One of ALTERNATIVE PRESS'S "100 Bands You Need to Know in 2005". A non-stop dance assualt, combining groove with aggression. Constantly on tour all across the US.


The sound of discontent has a name, and its name is Sadaharu.

Blending big blues riffs with the frantic urgency of the post-hardcore sound, alongside stripped down rock and roll with jazz undertones and the aggressiveness of the early Am Rep sound, Sadaharu is a musical amalgamation quite unlike any other.

Formed in Lancaster, Pennsylvania in late 2000, Sadaharu's musical identity was quickly realized, within four months the band had recorded and self-distributed their debut CD, Punishment in Hi-Fi (An audio boxing match in which the listener is the loser), and set out to ring their music to an audience outside of their hometown.
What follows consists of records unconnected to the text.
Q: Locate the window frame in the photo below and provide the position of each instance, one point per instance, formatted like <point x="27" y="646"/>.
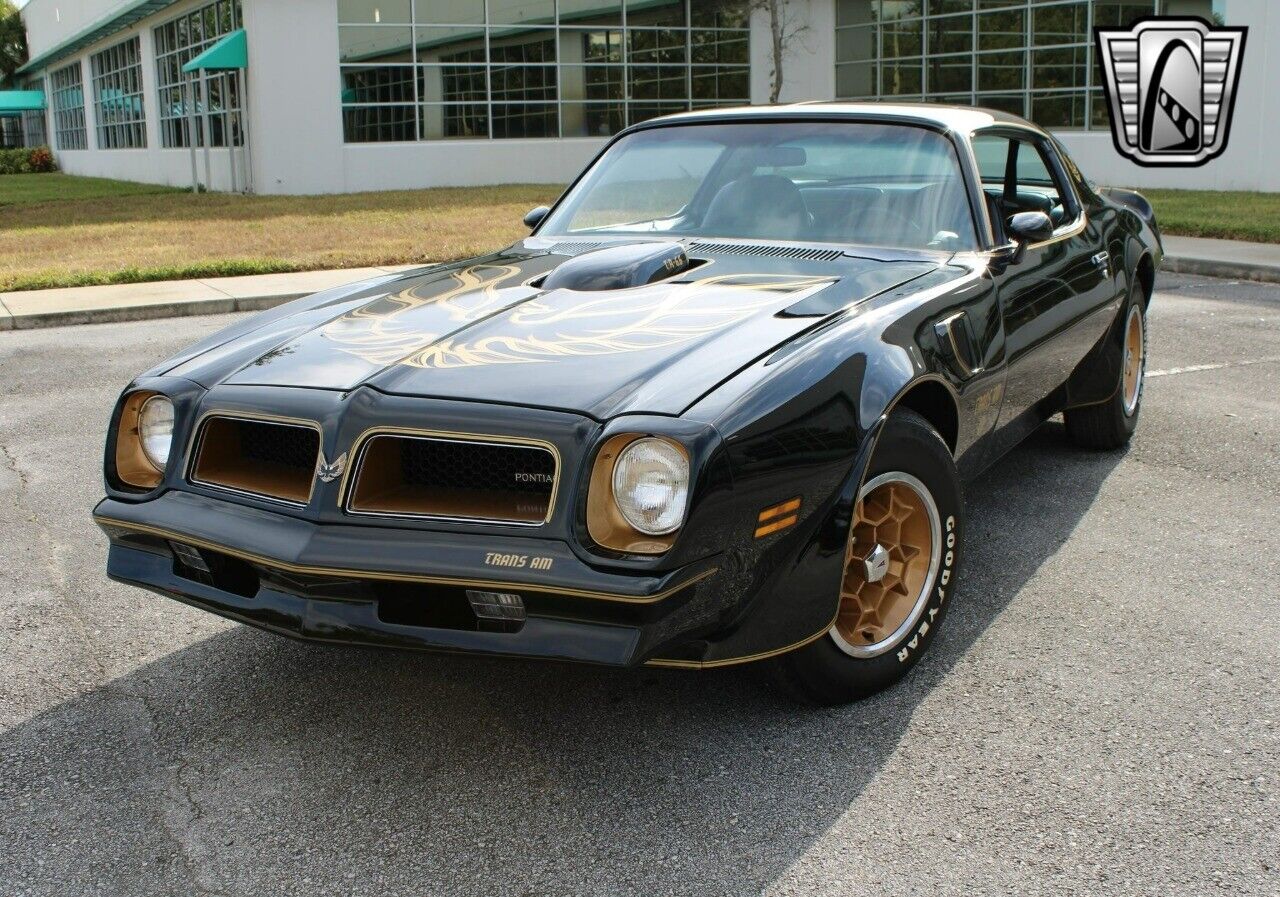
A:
<point x="1043" y="146"/>
<point x="714" y="51"/>
<point x="69" y="119"/>
<point x="110" y="68"/>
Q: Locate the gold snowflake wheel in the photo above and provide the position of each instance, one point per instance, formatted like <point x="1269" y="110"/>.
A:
<point x="895" y="545"/>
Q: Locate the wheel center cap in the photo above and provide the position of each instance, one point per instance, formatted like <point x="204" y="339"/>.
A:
<point x="876" y="563"/>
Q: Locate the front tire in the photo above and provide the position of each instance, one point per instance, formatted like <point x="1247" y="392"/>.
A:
<point x="900" y="567"/>
<point x="1110" y="424"/>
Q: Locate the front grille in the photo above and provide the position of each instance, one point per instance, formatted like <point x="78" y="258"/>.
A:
<point x="455" y="479"/>
<point x="265" y="458"/>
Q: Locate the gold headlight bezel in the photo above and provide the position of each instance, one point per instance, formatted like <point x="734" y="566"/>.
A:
<point x="604" y="521"/>
<point x="132" y="465"/>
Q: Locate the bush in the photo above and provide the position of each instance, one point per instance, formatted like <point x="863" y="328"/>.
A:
<point x="42" y="160"/>
<point x="23" y="160"/>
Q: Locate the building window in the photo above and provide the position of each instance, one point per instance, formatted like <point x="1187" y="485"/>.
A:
<point x="1032" y="58"/>
<point x="69" y="108"/>
<point x="118" y="97"/>
<point x="419" y="69"/>
<point x="213" y="99"/>
<point x="33" y="129"/>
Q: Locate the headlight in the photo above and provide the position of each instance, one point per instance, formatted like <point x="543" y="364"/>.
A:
<point x="650" y="485"/>
<point x="155" y="430"/>
<point x="144" y="435"/>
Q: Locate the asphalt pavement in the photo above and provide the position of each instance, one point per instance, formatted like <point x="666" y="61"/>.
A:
<point x="1098" y="717"/>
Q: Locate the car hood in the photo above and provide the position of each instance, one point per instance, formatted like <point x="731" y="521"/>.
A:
<point x="484" y="330"/>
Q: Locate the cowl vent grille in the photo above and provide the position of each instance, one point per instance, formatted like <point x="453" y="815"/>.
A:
<point x="771" y="251"/>
<point x="572" y="248"/>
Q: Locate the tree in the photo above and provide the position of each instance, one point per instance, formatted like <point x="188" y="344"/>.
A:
<point x="13" y="41"/>
<point x="785" y="27"/>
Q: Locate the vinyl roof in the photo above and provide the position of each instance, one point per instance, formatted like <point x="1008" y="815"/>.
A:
<point x="954" y="118"/>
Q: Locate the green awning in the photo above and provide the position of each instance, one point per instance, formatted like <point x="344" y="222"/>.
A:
<point x="21" y="101"/>
<point x="229" y="53"/>
<point x="117" y="21"/>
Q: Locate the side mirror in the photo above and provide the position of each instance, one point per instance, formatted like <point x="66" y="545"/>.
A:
<point x="534" y="216"/>
<point x="1028" y="228"/>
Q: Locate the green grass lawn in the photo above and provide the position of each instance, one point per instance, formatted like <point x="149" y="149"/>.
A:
<point x="1228" y="215"/>
<point x="30" y="188"/>
<point x="63" y="230"/>
<point x="78" y="232"/>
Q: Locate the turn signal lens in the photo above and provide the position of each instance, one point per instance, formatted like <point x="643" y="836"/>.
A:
<point x="650" y="485"/>
<point x="155" y="430"/>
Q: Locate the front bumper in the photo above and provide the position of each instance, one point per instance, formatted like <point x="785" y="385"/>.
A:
<point x="383" y="586"/>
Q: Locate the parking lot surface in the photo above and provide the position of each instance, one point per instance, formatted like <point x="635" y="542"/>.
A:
<point x="1101" y="714"/>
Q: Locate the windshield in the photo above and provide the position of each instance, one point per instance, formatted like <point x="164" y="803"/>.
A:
<point x="873" y="184"/>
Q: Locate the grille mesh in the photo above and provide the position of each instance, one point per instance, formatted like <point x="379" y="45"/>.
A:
<point x="257" y="457"/>
<point x="472" y="480"/>
<point x="435" y="463"/>
<point x="275" y="444"/>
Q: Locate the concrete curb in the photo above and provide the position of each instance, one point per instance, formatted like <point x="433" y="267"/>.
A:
<point x="144" y="312"/>
<point x="178" y="298"/>
<point x="1214" y="268"/>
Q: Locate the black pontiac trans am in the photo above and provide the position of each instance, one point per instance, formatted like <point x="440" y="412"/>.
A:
<point x="716" y="408"/>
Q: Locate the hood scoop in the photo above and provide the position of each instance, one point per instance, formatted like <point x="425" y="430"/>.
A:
<point x="620" y="268"/>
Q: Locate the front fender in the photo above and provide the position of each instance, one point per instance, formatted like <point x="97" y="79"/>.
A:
<point x="803" y="424"/>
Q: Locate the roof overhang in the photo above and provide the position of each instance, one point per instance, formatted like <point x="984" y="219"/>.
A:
<point x="229" y="53"/>
<point x="21" y="101"/>
<point x="129" y="14"/>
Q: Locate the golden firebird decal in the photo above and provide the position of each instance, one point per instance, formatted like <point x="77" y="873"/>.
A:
<point x="632" y="320"/>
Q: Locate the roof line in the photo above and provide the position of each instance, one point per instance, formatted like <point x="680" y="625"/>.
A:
<point x="105" y="27"/>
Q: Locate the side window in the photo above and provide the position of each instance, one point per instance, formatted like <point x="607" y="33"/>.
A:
<point x="992" y="154"/>
<point x="1037" y="184"/>
<point x="1042" y="168"/>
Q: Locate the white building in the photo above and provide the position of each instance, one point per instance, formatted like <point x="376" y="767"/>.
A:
<point x="359" y="95"/>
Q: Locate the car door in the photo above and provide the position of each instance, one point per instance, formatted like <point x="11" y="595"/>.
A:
<point x="1055" y="296"/>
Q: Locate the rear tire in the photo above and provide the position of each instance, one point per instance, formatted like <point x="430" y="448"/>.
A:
<point x="1110" y="424"/>
<point x="901" y="562"/>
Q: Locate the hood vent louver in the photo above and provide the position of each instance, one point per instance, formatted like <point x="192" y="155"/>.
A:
<point x="771" y="251"/>
<point x="572" y="248"/>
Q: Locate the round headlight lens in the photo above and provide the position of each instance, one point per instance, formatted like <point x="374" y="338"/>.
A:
<point x="650" y="485"/>
<point x="155" y="430"/>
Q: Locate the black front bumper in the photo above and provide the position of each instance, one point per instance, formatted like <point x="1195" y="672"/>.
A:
<point x="382" y="586"/>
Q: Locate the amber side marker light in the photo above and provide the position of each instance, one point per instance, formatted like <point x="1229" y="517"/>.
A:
<point x="777" y="517"/>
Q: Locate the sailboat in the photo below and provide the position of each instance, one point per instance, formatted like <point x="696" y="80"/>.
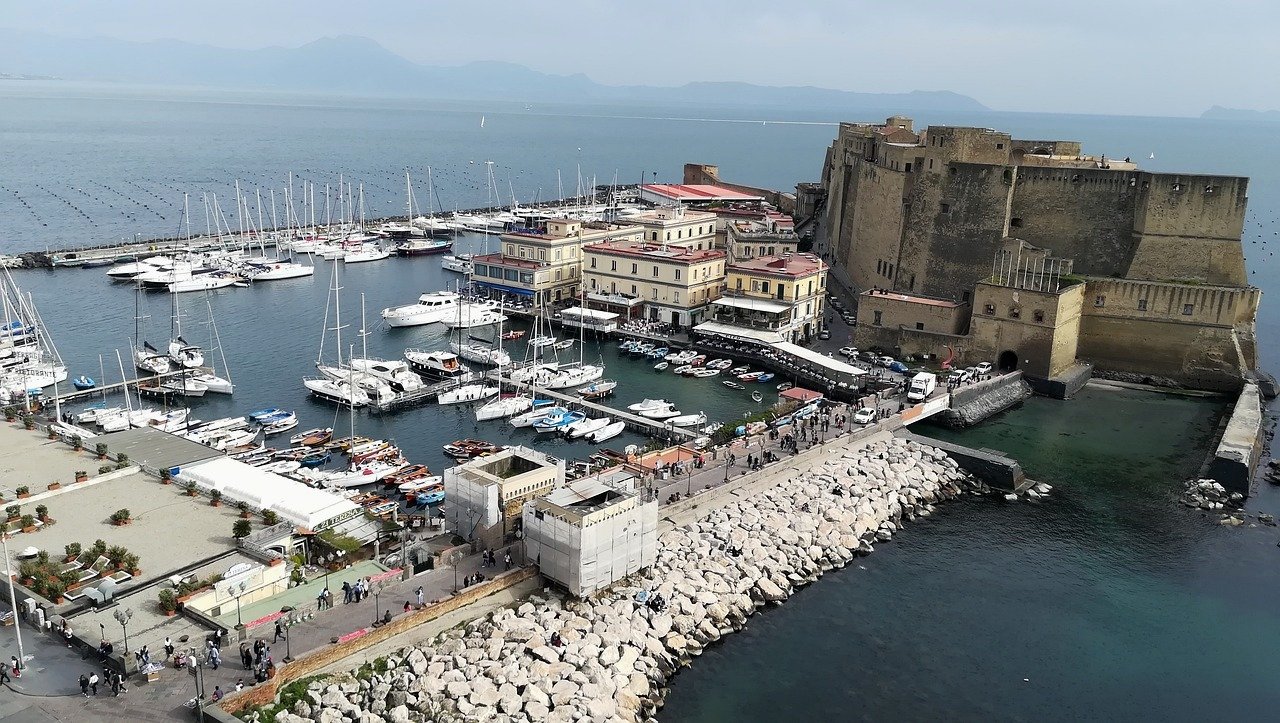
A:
<point x="504" y="406"/>
<point x="341" y="390"/>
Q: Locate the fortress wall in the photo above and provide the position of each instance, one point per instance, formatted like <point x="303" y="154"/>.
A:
<point x="1079" y="214"/>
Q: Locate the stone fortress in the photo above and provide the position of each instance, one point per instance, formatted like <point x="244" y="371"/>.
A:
<point x="970" y="243"/>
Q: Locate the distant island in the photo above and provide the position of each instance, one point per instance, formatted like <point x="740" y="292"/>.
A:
<point x="1219" y="113"/>
<point x="359" y="65"/>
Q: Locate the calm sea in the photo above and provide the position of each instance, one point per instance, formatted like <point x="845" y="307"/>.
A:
<point x="1110" y="599"/>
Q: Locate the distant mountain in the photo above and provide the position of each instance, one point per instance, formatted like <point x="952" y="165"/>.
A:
<point x="1219" y="113"/>
<point x="359" y="65"/>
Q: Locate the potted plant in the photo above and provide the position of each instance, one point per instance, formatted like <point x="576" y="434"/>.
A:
<point x="168" y="602"/>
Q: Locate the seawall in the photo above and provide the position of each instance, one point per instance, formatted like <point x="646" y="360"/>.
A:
<point x="976" y="402"/>
<point x="1238" y="452"/>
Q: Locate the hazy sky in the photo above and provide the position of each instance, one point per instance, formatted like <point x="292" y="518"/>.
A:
<point x="1132" y="56"/>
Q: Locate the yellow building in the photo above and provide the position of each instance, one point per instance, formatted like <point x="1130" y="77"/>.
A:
<point x="778" y="294"/>
<point x="545" y="266"/>
<point x="676" y="225"/>
<point x="675" y="283"/>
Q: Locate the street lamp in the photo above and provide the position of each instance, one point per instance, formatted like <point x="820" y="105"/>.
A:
<point x="238" y="591"/>
<point x="123" y="616"/>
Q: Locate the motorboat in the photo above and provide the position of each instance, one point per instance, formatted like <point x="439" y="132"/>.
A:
<point x="460" y="264"/>
<point x="536" y="415"/>
<point x="598" y="389"/>
<point x="662" y="413"/>
<point x="689" y="420"/>
<point x="312" y="436"/>
<point x="339" y="390"/>
<point x="504" y="407"/>
<point x="481" y="353"/>
<point x="423" y="247"/>
<point x="644" y="405"/>
<point x="430" y="309"/>
<point x="366" y="252"/>
<point x="557" y="422"/>
<point x="470" y="448"/>
<point x="577" y="430"/>
<point x="604" y="433"/>
<point x="466" y="393"/>
<point x="396" y="374"/>
<point x="435" y="365"/>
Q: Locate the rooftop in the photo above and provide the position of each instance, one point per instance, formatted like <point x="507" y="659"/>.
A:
<point x="695" y="192"/>
<point x="786" y="265"/>
<point x="909" y="298"/>
<point x="654" y="251"/>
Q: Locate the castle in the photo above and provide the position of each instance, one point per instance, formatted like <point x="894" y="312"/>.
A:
<point x="970" y="243"/>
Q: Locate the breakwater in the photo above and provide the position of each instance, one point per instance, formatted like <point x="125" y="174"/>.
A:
<point x="612" y="657"/>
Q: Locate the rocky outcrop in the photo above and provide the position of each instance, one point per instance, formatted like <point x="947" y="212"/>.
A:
<point x="609" y="658"/>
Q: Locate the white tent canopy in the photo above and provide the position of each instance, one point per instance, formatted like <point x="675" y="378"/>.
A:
<point x="295" y="502"/>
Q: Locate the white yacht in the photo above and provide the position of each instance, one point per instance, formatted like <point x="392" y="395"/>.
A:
<point x="481" y="353"/>
<point x="430" y="309"/>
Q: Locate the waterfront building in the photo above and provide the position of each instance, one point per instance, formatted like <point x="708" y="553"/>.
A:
<point x="778" y="296"/>
<point x="485" y="494"/>
<point x="676" y="225"/>
<point x="675" y="283"/>
<point x="545" y="265"/>
<point x="589" y="535"/>
<point x="950" y="214"/>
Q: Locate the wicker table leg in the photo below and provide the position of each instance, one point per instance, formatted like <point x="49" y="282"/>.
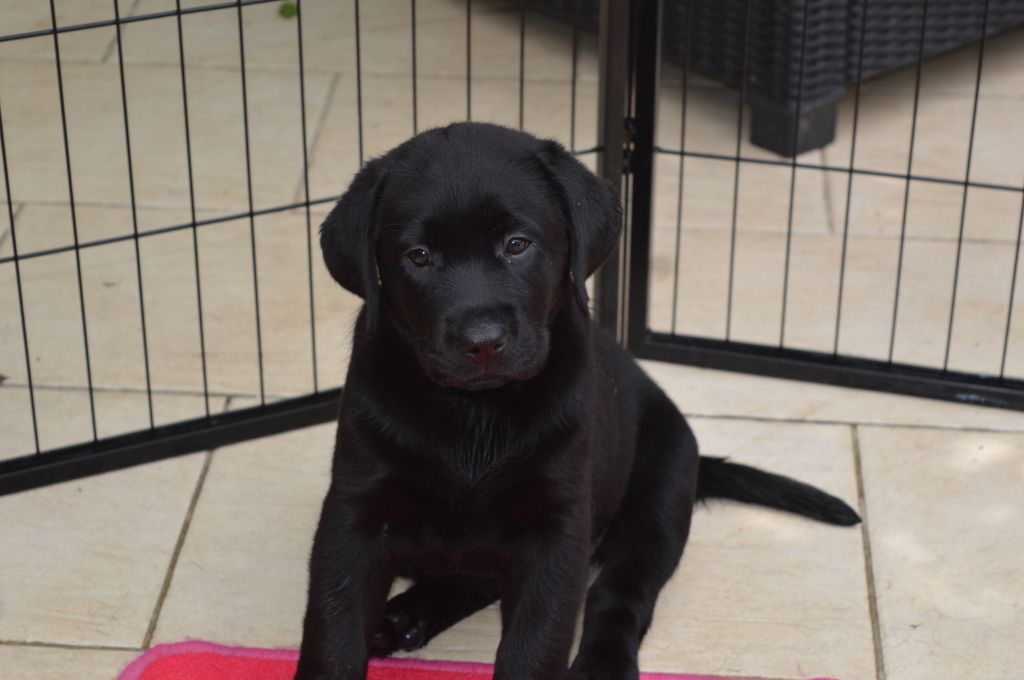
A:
<point x="772" y="128"/>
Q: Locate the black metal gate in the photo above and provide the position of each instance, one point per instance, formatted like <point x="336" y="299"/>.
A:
<point x="630" y="295"/>
<point x="719" y="348"/>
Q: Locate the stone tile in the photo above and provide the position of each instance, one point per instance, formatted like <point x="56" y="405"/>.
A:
<point x="945" y="516"/>
<point x="260" y="490"/>
<point x="91" y="44"/>
<point x="242" y="574"/>
<point x="762" y="593"/>
<point x="173" y="340"/>
<point x="926" y="289"/>
<point x="64" y="416"/>
<point x="385" y="36"/>
<point x="156" y="116"/>
<point x="941" y="139"/>
<point x="704" y="392"/>
<point x="83" y="562"/>
<point x="59" y="664"/>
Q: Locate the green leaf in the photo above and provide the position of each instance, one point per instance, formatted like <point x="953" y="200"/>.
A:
<point x="288" y="9"/>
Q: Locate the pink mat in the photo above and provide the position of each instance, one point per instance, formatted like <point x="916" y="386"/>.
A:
<point x="204" y="661"/>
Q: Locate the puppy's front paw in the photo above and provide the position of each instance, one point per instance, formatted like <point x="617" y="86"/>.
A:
<point x="606" y="665"/>
<point x="399" y="630"/>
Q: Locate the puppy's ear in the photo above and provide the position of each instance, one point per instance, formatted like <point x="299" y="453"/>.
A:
<point x="592" y="212"/>
<point x="348" y="239"/>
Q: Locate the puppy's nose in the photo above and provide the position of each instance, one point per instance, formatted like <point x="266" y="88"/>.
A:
<point x="482" y="339"/>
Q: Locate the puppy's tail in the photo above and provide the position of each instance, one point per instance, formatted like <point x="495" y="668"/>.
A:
<point x="720" y="478"/>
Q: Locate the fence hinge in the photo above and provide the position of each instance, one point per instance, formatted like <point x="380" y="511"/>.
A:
<point x="629" y="134"/>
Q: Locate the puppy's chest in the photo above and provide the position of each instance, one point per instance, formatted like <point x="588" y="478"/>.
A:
<point x="469" y="528"/>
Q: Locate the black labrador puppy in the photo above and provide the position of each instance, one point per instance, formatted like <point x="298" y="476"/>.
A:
<point x="493" y="442"/>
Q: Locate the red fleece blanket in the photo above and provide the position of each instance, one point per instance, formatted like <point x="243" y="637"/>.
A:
<point x="204" y="661"/>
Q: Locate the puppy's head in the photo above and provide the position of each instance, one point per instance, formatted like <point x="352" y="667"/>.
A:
<point x="471" y="239"/>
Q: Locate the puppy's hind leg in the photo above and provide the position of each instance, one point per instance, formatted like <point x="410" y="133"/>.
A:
<point x="641" y="547"/>
<point x="428" y="607"/>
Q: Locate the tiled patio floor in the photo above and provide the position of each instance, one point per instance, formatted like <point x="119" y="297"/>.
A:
<point x="213" y="545"/>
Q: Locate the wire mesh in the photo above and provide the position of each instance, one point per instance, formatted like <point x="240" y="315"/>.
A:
<point x="190" y="260"/>
<point x="749" y="262"/>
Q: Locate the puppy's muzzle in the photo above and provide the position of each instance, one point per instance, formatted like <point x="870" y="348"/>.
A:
<point x="482" y="339"/>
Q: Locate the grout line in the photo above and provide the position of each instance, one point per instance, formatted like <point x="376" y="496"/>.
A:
<point x="688" y="413"/>
<point x="179" y="544"/>
<point x="908" y="426"/>
<point x="109" y="52"/>
<point x="140" y="390"/>
<point x="6" y="231"/>
<point x="66" y="645"/>
<point x="826" y="188"/>
<point x="872" y="598"/>
<point x="317" y="131"/>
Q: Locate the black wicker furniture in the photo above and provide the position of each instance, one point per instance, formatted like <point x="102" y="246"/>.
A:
<point x="794" y="100"/>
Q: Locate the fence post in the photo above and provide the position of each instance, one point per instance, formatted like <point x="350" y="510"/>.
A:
<point x="613" y="49"/>
<point x="646" y="54"/>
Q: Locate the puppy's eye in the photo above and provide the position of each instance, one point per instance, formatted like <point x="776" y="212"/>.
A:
<point x="516" y="246"/>
<point x="419" y="256"/>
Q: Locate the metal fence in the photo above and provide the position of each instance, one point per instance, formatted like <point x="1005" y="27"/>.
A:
<point x="910" y="283"/>
<point x="218" y="323"/>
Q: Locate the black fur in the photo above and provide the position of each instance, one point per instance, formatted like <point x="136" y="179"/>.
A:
<point x="493" y="443"/>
With a non-stop drive to play shows, a no-holds-barred livep erformance, and an infectious (if hard to define) sound, the band built a small, but ardent, following throughout the East Coast and Midwest.

2003 saw the release of Anthem For New Sonic Warfare (CI Records/Revelation), which showcased a band that had honed their musical skills on the road and had also spent enough time driving through the US in a dingy van to develop a "mission statement," Beginning with the line "A new phase of the war has commenced. A more straightforward approach. A dynamic, multi-tiered, assault on the senses," and continuing on to describe what seems like a near militant diatribe, the band spoke with unbridled intensity about bringing fun and passion back to the post-punk/hardcore world. Anthem quickly garnered critical praise. Alternative Press gave the album a rare 5 out of 5 rating, calling the band "Amazing punk/hardcore/jazz rockers [with] the dissonance of Drive Like Jehu, Refused's energy and the (International) Noise Conspiracy's groove." Punk Planet said of the album, "Great post-hardcore that will make your backbone slip." Mean Street declared that "Sadaharu trumpets a soundtrack to social unrest and a ralying cry against musical mediocrity. The barrage of frantic riffing, noisy rock groove and irreverence for consistent time signatures should prick up the ears of the most skeptical hardcore scenester."

After another year plus of time spent in their van, including stops at venerable music festivals CMJ and SXSW, the band returned to Lanster and began writing songs for their follow-up. With an eye to evolving, lest Anthem's broad declaration of "trying something new!" become trite and hypocritical, the band emerged with enough material, and entered the studio soon after. Working long, 12-hour days, the sessions fueled a new creative drive for the band, the album became The Politics of Dancing (CI Records/Lumberjack).

Driving and aggressive, while at the same time full of Sadaharu's trademark riffing, The Politics of Dancing follows in the tradition the band set in motion with Anthem of speaking to the listener, and not at them, delivering a message of personal rebellion and evolution.

As the liner notes explaim, "A foundation of wide-spread individuality and free-thought must exist before any actual, meaningful change can ever occur on a larger stage," a statement athat speaks just as much about people's musical and artist tastes, as it does broad global politics, and everything that falls in between.

Discontent never sounded so good.


NEW AND ALTERNATE CAREERS IN DANCE DVD (Music Video Distributors, 2005)
PUNISHMENT IN HI-FI CDEP (Universal Warning Records, 2003)

Set List

Typically 7-8 songs, all originals, 25-30 minutes in length. A mix of songs from both full-length albums.